Peak hurricane season dawned Monday with a seething tropical Atlantic overrun with three hurricanes, two areas pulsing with cyclonic ambition and Florida out of the fray — for now.
While mid-August through mid-October is the busiest period for Atlantic hurricanes, Sept. 10 is the pinnacle — a time when warm water and low wind shear conspire in earnest to turn tropical waves into menacing storms.
This week, an atmospheric oddity is steering dangerous Hurricane Florence toward the east coast while different weather patterns tug at far-off hurricanes Helene and Isaac, spinning one harmlessly into the North Atlantic and shooting the other on an arrow-straight path into the Caribbean. Isaac, which was downgraded to a tropical storm overnight, is expected to restrengthen today.
Troughs and ridges steer upper-air flows like a snake’s slither across the Atlantic and are responsible for much of where hurricanes go. Only a few degrees of latitude or longitude can make all the difference.
“It’s a big ocean and each hurricane is responding to the weather flow that immediately surrounds it,” said James Franklin, former chief of forecast operations for the National Hurricane Center. “There are highs and lows all over the globe so the features steering Florence are different than Helene and Isaac.”
The National Hurricane Center is also watching areas near the Yucatan Peninsula and in the northeastern Atlantic for possible development. Each was given a 50 percent chance of forming over five days as of 2 p.m. Monday.
Florence, which intensified to a powerful Category 4 hurricane Monday, is being steered by two high pressure areas on a unique path toward the Carolinas and Virginia. Other hurricanes that were in Florence’s location have curved north away from the U.S. coast, according to records that date to the 1800s.
While one high is pushing Florence west, a seasonally abnormal area of high pressure is developing over the far northeast that will block the storm from re-curving north.
Trapped between the two clockwise flows, forecasters fear Florence will stall over the coast, dumping as much as 15 inches of rain on North Carolina and Virginia through the weekend.
“That’s the really scary scenario with Florence,” said Michael Bell, an associate professor for science at Colorado State University. “Certainly, we’re not expecting a Hurricane Harvey, which was almost eight days of rain. But even a few days of tropical rainfall can cause flooding.”
Florence’s threats of storm surge and freshwater inland flooding were called “life threatening” by the National Hurricane Center. Evacuations began Monday in coastal areas of the Carolinas with the official forecast putting Florence at the coast Thursday as a Category 4 hurricane with sustained winds of 140 mph and gusts to 165 mph.
South Florida’s escape so far from direct hurricane impacts is just luck — a quirk in weather patterns that are less predictable than global shifts such as El Nino, said Franklin.
“If Florence had formed 5 degrees south, then we may be worrying about it gently curving on a path more like Irma’s,” Franklin said.

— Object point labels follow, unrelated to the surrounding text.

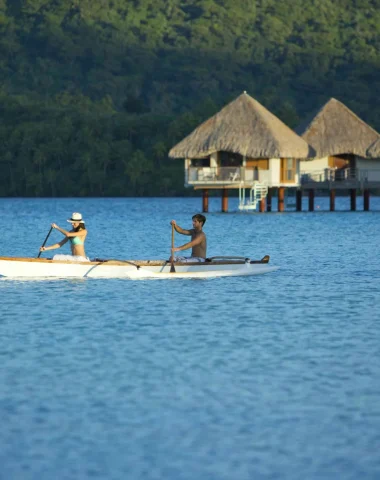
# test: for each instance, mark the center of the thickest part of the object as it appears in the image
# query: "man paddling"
(198, 242)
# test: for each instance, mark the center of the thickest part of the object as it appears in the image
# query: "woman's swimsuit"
(76, 241)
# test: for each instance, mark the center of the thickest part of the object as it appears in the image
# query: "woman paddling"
(76, 236)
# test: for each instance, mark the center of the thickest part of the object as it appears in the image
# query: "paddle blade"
(47, 236)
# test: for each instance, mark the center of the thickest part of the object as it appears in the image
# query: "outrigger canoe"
(16, 267)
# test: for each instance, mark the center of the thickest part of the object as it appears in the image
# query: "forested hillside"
(94, 93)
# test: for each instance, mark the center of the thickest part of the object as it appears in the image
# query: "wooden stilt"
(205, 200)
(311, 200)
(299, 200)
(332, 200)
(269, 200)
(366, 200)
(281, 199)
(353, 199)
(225, 200)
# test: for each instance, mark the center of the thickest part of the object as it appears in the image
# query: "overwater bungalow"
(245, 147)
(374, 152)
(340, 140)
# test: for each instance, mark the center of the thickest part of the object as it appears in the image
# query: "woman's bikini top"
(76, 241)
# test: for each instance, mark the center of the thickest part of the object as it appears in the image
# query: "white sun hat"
(76, 217)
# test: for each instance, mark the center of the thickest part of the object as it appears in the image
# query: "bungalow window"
(200, 162)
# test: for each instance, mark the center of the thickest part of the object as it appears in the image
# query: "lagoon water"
(268, 377)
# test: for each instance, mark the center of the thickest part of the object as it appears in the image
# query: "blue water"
(268, 377)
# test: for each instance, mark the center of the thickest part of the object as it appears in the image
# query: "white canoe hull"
(134, 269)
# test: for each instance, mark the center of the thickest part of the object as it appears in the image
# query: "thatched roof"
(374, 149)
(334, 129)
(243, 126)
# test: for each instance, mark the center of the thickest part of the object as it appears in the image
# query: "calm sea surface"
(268, 377)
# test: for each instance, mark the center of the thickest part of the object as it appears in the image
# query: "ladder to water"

While Helene and Isaac are at nearly the same latitude, their 20-degree separation in longitude is what’s taking them in sharply different directions.
Helene’s location closer to Africa means it is expected to be pulled between a subtropical ridge and upper-level trough, with the opposing clockwise and counterclockwise flows working together to shoot it north.
Isaac’s location farther west keeps it from getting caught in that area of weakness, allowing it to stay on a path west.
“These subtle differences are part of what can make long-range track forecasting difficult,” Bell said. “Sometimes there are saddle points in the atmosphere where a slight difference in position will mean heading in a different direction.”
Bell believes a periodic visit by the Madden-Julien Oscillation, or MJO, is also helping stir up the Atlantic. The MJO is a global player in the tropics — an eastward moving grouping of clouds, showers and winds that traverses the planet and returns to its starting point in 30 to 60 days.
Bob Henson, a meteorologist for Weather Underground, isn’t convinced the MJO is the culprit for the busy week.
“Sometimes the upper level conditions just align in a way that is very favorable,” he said.
Henson noted that there could be three tropical cyclones hitting U.S. states and territories this week with Typhoon Mangkhut sweeping over Guam, Hurricane Olivia hitting Hawaii and Florence reaching the east coast.
“It’s just the way the weather is unfolding,” Henson said. “It’s quite a week.”